The bushfires ravaging Australia this week have brought warnings of "catastrophic" danger. Fortunately, no lives were lost on Tuesday - when conditions were at their worst.
But experts warned that events looked set to trigger the most dangerous type of bushfire - pyrocumulonimbus, often referred to as a firestorm.
These are giant, fast-moving blazes so powerful they create their own weather systems akin to thunderstorms.
And due to their ferocity, they are largely impossible to fight.
How are firestorms created?
With certain ground and atmospheric conditions, bushfires can rip through a large area with so much energy that they generate storms above them. This is a pyrocumulonimbus.
Ordinarily, bushfires are driven along by the wind but a massive blaze can carry so much power that its smoke is not pushed to the side. Instead, it forms a plume that rises up to 15km (nine miles) into the sky.
Because the plume contains heat and moisture, when it hits the stratosphere it can condense and form clouds.
"A pyrocumulonimbus is basically a thunderstorm within the plume of the fire," says Associate Prof Jason Sharples, an expert in extreme fires based at the University of New South Wales (UNSW).
What can they do?
When the storm is formed, it means the fire below will be big, fast and very dangerous.
"That means it's big enough to overcome any other conditions," says UNSW climate scientist Prof Jason Evans.
The fire grows in danger because it will carry along the characteristics of a storm - turbulent winds that can send embers shooting off in all directions.
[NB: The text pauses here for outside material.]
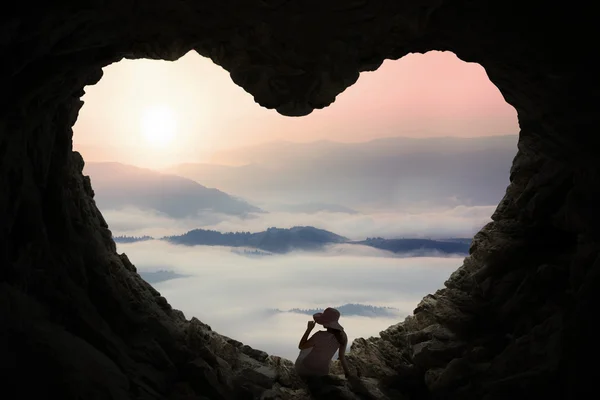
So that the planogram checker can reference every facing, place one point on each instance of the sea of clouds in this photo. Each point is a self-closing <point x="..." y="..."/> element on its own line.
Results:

Sometimes it can also create its own lightning, which can spark more fires.
Despite being a thunderstorm there is no rain. Instead the storm sucks in more embers and flings them far ahead of the fire front "so the fire advances in big jumps", says Prof Evans.
This makes the fire unpredictable and hard to fight, and multiple fronts emerge.
"When you get a decent thunderstorm the rain comes from all directions," says Associate Prof Sharples. "Now imagine the same for embers."
Fire officials in New South Wales reported that embers were landing 30km (18 miles) ahead of the front on Tuesday - three times more than the usual distance.
Can you fight such fires?
"They are basically uncontrollable at that stage. The only option is to get out of the way," says Prof Evans.
With emergency crews able to do little, these fires can die down naturally if they move out of rugged terrain or are deprived of other fuels.
"The only real way you can stop them is five years before they start," said Associate Prof Sharples.
"Once you get up into the catastrophic level, your fires tend to not obey the usual rules," he said.
Are they becoming more common?
When the New South Wales bushfires intensified on Friday, some were reported to have produced pyrocumulus clouds. Officials feared one fire on Tuesday was escalating to this level and sent out an alert. Luckily it did not occur.
While once seen as fairly rare events, firestorms have become much more common in recent years. They were present in Australia's Black Saturday bushfires in 2009 which killed 173 people.
Australian experts have tallied close to 60 such events since 2001. A record 18 were recorded in March this year when fires burned in the state of Victoria. They were also seen during fires in Canberra in 2003, when a fire tornado was recorded.
"There's been a crazy increase in the frequency of these events," says Prof Evans.
They are more likely when there are extremely dangerous conditions such as high temperatures, strong winds and little moisture. The likelihood is also increased by the effects of drought.
Scientists have predicted that climate change is likely to increase the chances of such events.